In oracle, the LISTAGG function allows me to use it analytically with a OVER (PARTITION BY column..) clause. However, it does not support use of windowing with the ROWS or RANGE keywords.
I have a data set from a store register (simplified for the question). Note that the register table's quantity is always 1 - one item, one transaction line.
TranID TranLine ItemId OrderID Dollars Quantity
------ -------- ------ ------- ------- --------
1 101 23845 23 2.99 1
1 102 23845 23 2.99 1
1 103 23845 23 2.99 1
1 104 23845 23 2.99 1
1 105 23845 23 2.99 1
I have to "match" this data to a table in an special order system where items are grouped by quantity. Note that the system can have the same item ID on multiple lines (components ordered may be different even if the item is the same).
ItemId OrderID Order Line Dollars Quantity
------ ------- ---------- ------- --------
23845 23 1 8.97 3
23845 23 2 5.98 2
The only way I can match this data is by order id, item id and dollar amount.
Essentially I need to get to the following result.
ItemId OrderID Order Line Dollars Quantity Tran ID Tran Lines
------ ------- ---------- ------- -------- ------- ----------
23845 23 1 8.97 3 1 101;102;103
23845 23 2 5.98 2 1 104;105
I don't specifically care if the tran lines are ordered in any way, all I care is that the dollar amounts match and that I don't "re-use" a line from the register in computing the total on the special order. I don't need the tran lines broken out into a table - this is for reporting purposes and the granularity never goes back down to the register transaction line level.

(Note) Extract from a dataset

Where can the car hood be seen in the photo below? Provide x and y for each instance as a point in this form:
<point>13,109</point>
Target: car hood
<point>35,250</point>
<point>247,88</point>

My initial thinking was that I can do this with analytic functions to do a "best match" to identify the the first set of rows that match to the dollar amount and quantity in the ordering system, giving me a result set like:
TranID TranLine ItemId OrderID Dollars Quantity CumDollar CumQty
------ -------- ------ ------- ------- -------- -------- ------
1 101 23845 23 2.99 1 2.99 1
1 102 23845 23 2.99 1 5.98 2
1 103 23845 23 2.99 1 8.97 3
1 104 23845 23 2.99 1 11.96 4
1 105 23845 23 2.99 1 14.95 5
So far so good. But I then try to add LISTAGG to my query:
SELECT tranid, tranline, itemid, orderid, dollars, quantity,
SUM(dollars) OVER (partition by tranid, itemid, orderid order by tranline) cumdollar,
SUM(quantity) OVER (partition by tranid, itemid, orderid order by tranline) cumqty
LISTAGG (tranline) within group (order by tranid, itemid, orderid, tranline) OVER (partition by tranid, itemid, orderid)
FROM table
I discover that it always returns a full agg instead of a cumulative agg:
TranID TranLine ItemId OrderID Dollars Quantity CumDollar CumQty ListAgg
------ -------- ------ ------- ------- -------- -------- ------ -------
1 101 23845 23 2.99 1 2.99 1 101;102;103;104;105
1 102 23845 23 2.99 1 5.98 2 101;102;103;104;105
1 103 23845 23 2.99 1 8.97 3 101;102;103;104;105
1 104 23845 23 2.99 1 11.96 4 101;102;103;104;105
1 105 23845 23 2.99 1 14.95 5 101;102;103;104;105
So this isn't useful.
I would much prefer to do this in SQL if at all possible. I am aware that I can do this with cursors & procedural logic.
Is there any way to do windowing with the LISTAGG analytic function, or perhaps another analytic function which would support this?
I'm on 11gR2.
The only way I can think of to achieve this is with a correlated subquery:
WITH CTE AS
( SELECT TranID,
TranLine,
ItemID,
OrderID,
Dollars,
Quantity,
SUM(dollars) OVER (PARTITION BY TranID, ItemID, OrderID ORDER BY TranLine) AS CumDollar,
SUM(Quantity) OVER (PARTITION BY TranID, ItemID, OrderID ORDER BY TranLine) AS CumQuantity
FROM T
)
SELECT TranID,
TranLine,
ItemID,
OrderID,
Dollars,
Quantity,
CumDollar,
CumQuantity,
( SELECT LISTAGG(Tranline, ';') WITHIN GROUP(ORDER BY CumQuantity)
FROM CTE T2
WHERE T1.CumQuantity >= T2.CumQuantity
AND T1.ItemID = T2.ItemID
AND T1.OrderID = T2.OrderID
AND T1.TranID = T2.TranID
GROUP BY tranid, itemid, orderid
) AS ListAgg
FROM CTE T1;
I realise this doesn't give the exact output you were asking for, but hopefully it is enough to overcome the problem of the cumulative LISTAGG and get you on your way.
I've set up an SQL Fiddle to demonstrate the solution.